Starling was granted a banking passport into the Republic of Ireland last year, while Revolut has begun the process of applying for an e-money licence in Luxembourg. “This ensures that Starling can bring its service to customers in European markets when the platform is ready to launch in Ireland and beyond,” a Starling spokesperson told bobsguide.
“Using the cross-border passport to extend into Ireland brings Starling Bank closer to fulfilling its aim of providing everyone in the world with the opportunity for a healthy financial life.”
Due to the uncertainty surrounding Brexit, Nikolay Storonsky, co-founder and chief executive of Revolut told the FT recently: “It takes us six months to get an e-money licence and so we have applied for one in Luxembourg – just to be on the safe side.”

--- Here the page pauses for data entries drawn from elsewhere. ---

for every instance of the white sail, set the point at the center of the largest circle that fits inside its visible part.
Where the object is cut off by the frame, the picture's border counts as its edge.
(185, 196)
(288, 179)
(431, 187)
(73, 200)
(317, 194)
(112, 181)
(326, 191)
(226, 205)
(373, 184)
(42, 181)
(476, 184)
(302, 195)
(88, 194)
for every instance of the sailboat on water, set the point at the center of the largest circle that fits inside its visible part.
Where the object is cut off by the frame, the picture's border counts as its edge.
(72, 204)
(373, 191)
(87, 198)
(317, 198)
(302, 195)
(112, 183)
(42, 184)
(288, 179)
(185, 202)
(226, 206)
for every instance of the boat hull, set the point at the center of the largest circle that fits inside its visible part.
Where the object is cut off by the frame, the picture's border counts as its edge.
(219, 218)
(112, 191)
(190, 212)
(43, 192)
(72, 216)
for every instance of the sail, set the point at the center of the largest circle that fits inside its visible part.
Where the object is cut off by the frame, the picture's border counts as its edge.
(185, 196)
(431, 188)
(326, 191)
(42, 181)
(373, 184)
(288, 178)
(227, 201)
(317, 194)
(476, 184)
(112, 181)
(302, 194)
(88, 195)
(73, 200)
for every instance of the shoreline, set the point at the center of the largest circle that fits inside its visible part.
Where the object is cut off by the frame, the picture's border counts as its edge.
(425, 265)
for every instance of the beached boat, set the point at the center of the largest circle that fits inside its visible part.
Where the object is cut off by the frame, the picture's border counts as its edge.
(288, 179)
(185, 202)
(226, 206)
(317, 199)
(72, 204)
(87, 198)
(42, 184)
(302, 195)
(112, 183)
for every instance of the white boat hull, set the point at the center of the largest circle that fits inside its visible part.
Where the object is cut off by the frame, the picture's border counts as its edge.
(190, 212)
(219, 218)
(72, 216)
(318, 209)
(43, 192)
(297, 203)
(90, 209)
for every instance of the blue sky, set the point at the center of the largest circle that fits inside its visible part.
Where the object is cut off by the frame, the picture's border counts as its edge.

However, many remain tight-lipped about how they are positioning themselves for Brexit. Atom bank and Metro bank declined to comment on their Brexit preparations for this article.
On the fintech side, the concern as to whether the UK will remain its central hub in Europe remains unclear, despite the Government’s promise of £780m of extra funding for high-tech hubs, announced in early August.
Start-up TAINA solutions, which specializes in tax compliance, suggested Brexit could drive UK-based fintechs abroad.
“With geography, we are currently based in London, but most of my time is spent in the US,” says CEO Maria Scott. “Why the US? Because, the US moves much faster. Culturally, they are much more prepared to give new solutions a try, fail, and move on. They are more bullish than Europeans, in terms of trying new things. That’s why all our new customers are global institutions’ offices in the US.
However, while Scott acknowledges the US market moves much faster in terms of innovative developments, the UK’s current regulatory outlook is supportive of change.
“I think the UK, if you look at the regulatory jurisdiction, the regulatory framework, and the government support, there is a lot more here [in the UK] than anywhere else in the world.
“The Financial Conduct Authority (FCA) are so open and so helpful. They try to support us all. I don't know any other regulator in the world that does that. The Department of International Trade is brilliant. I would argue it's the best in its class for government support.”
EyesClear CEO Erkin Oksel, told bobsguide he expected issues to be ironed out: “I don’t believe that anyone is going to create an ecosystem where we won’t be able to sell to Europe, or where Europe won’t be able to sell to the UK.
“In terms of human resources and physical aspects, even before Brexit I was flexible about that subject. We will need to have a presence close to our clients in the geographic that we operate. It doesn’t matter if it is in the EU.”